Une victime toutes les 15 minutes. Et ça, ce ne sont que les catholiques. Si on ajoute les protestants, au plus fort de l'épidémie, la grippe espagnole fauchait environ une victime montréalaise toutes les neuf minutes!

Ainsi écrivait La Presse, le 12 novembre 1918. En six mois, la grippe espagnole a emporté 50 000 Canadiens, dont 14 000 Québécois et plus de 3500 Montréalais. Dans la seule journée du 21 octobre 1918, 201 Montréalais sont morts de la grippe.

 

La professeure Magda Fahrni, de l'Université du Québec à Montréal, s'est penchée sur l'épisode montréalais de la grippe espagnole. Ses travaux, publiés en 2004 dans la Revue d'histoire de l'Amérique française, mettent particulièrement en lumière le rôle des femmes pendant l'épidémie.

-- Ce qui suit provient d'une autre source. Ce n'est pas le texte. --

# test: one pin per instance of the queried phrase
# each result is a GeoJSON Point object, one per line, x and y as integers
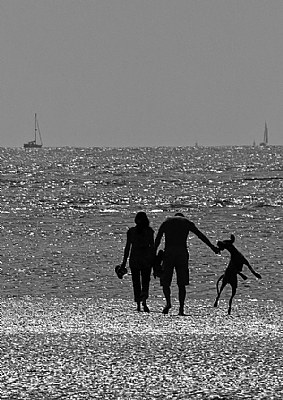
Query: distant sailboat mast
{"type": "Point", "coordinates": [265, 136]}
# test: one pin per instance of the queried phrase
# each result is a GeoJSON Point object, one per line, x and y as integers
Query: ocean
{"type": "Point", "coordinates": [69, 327]}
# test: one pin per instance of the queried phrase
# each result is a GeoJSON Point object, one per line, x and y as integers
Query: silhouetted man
{"type": "Point", "coordinates": [176, 231]}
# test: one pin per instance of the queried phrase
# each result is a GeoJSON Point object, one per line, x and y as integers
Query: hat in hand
{"type": "Point", "coordinates": [120, 271]}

En octobre 1918, après les premiers décès confirmés de la grippe espagnole, les autorités municipales et médicales ont ordonné la fermeture des écoles, universités, cinémas, théâtres, salles de danse et salles de quilles, pendant un mois. Même les églises ont annulé la plupart des offices religieux, y compris ceux de la Toussaint et de la fête des Morts, début novembre.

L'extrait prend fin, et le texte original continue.